To secure and limit access to external services, the OpenSAFELY platform maintains a proxy service. OpenSAFELY backends explicitly use these proxies when they need to access external data.
This repository produces a Docker image that uses nginx to host four proxy domains, each has their own nginx config file:
-
github-proxy.opensafely.org: this provides access to only opensafely repositories hosted on https://github.com, and not other repositories. It also restricts access to certain paths within those organisations.
-
docker-proxy.opensafely.org: this provides read only access to docker images published by specific Github organistions on https://ghcr.io, the Github Container Registry, where the docker images for running the study code are stored.
-
opencodelists-proxy.opensafely.org: this provides access to a single OpenCodelists API endpoint.
-
changelogs.opensafely.org: this allows us to use the do-release-upgrade tool to perform major OS upgrades.

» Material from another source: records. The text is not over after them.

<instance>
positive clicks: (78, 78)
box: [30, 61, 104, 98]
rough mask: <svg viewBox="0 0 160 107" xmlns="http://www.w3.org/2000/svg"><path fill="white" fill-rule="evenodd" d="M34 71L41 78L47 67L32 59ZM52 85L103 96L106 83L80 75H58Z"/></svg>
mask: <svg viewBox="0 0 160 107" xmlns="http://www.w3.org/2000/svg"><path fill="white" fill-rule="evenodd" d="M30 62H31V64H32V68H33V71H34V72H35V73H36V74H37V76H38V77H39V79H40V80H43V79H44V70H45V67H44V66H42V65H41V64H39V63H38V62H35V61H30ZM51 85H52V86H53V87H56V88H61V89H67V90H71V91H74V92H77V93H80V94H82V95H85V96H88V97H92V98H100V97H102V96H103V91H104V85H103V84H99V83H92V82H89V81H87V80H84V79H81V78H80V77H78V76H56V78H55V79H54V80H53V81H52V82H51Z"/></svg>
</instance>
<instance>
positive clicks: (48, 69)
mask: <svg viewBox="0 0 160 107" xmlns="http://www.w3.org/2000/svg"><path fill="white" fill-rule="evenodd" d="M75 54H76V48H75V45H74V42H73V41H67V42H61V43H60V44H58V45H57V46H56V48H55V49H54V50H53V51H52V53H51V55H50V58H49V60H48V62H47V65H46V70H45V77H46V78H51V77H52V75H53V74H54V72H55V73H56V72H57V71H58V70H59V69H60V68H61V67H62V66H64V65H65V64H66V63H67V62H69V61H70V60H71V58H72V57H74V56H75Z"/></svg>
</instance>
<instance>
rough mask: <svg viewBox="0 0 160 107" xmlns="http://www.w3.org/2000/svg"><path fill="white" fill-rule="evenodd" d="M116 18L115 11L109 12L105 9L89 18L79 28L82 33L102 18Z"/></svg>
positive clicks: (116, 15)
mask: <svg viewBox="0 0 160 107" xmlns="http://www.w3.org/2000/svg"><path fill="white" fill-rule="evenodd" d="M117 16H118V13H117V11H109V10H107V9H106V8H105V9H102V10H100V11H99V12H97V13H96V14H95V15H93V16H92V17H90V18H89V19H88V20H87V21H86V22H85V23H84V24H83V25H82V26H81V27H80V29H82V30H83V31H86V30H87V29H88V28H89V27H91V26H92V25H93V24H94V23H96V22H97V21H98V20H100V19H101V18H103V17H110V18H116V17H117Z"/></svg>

Whilst the last two are very simple, the first two requires some shenagins in order to proxy git http protocol and docker registry API v2.0 protocol.

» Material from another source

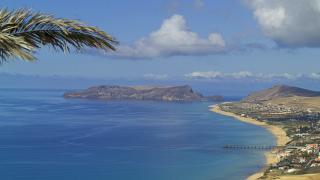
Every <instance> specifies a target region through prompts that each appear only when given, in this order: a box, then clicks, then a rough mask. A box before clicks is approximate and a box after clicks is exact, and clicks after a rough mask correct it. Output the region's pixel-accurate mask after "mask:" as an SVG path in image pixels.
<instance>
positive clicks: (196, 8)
mask: <svg viewBox="0 0 320 180" xmlns="http://www.w3.org/2000/svg"><path fill="white" fill-rule="evenodd" d="M193 6H194V8H196V9H201V8H203V7H204V2H203V0H193Z"/></svg>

Of particular note is that ghcr.io issues 307 redirects for blob urls to
a Fastly CDN url. Normally, this is pass back to the client, which fetchs the
CDN url. However, that won't work in our backends, as we do not have access to
Fastly. So, we use an internal
nginx handler to resolve and fetch the Fastly
url, and return the response to the original client. Basically, we follow the
redirect in nginx.
To build
just build
This will run the container in docker on port 8080. It uses network_mode: host
in order to have access to the hosts resolver at 127.0.0.53.
just run
Because we use handle redirects dynamically, we need to configure a DNS resolver at run time. We use 127.0.0.53 by default, assuming you are running modern Ubuntu, you may need to use something different by editing .env
To run basic tests:
just test
This will build and run the image and run ./ci-tests.sh, which is basic http
tests. These tests use the very useful --connect-to
argument to curl, and as
such, are written in bash.
You can inspect the nginx logs with:
docker compose logs proxy
Full integraton tests can only be run against the current production deployment, as it requires TLS and DNS:
./full-tests.sh
If you change SERVICE=debug in .env, just run
will use the debug docker
compose service, which runs with nginx debug logs. This is very verbose, but
logs all request and response headers, so can be useful.
To look at the debug logs, you can do:
docker compose logs debug
The proxy is deployed like any other dokku app, as a docker image. This means the proxy is behind dokku's nginx, so doesn't handle TLS. The flow is:
HTTPS/433 --> dokku nginx --> HTTP/8080 --> proxy nginx --> HTTPS/443 --> Proxied domain
This means we need to pay attention to some nginx settings on the dokku nginx too. Specifically, in order to successfully get user keys from Github, some buffer settings need to be tweaked - in both the conf file in this repo as well as the dokku config. You can do this thusly:
dokku:~$ dokku nginx:set proxy proxy-busy-buffers-size 16k
=====> Setting proxy-busy-buffers-size to 16k
dokku:~$ dokku nginx:set proxy proxy-buffer-size 16k
=====> Setting proxy-buffer-size to 16k
dokku:~$ dokku ps:restart proxy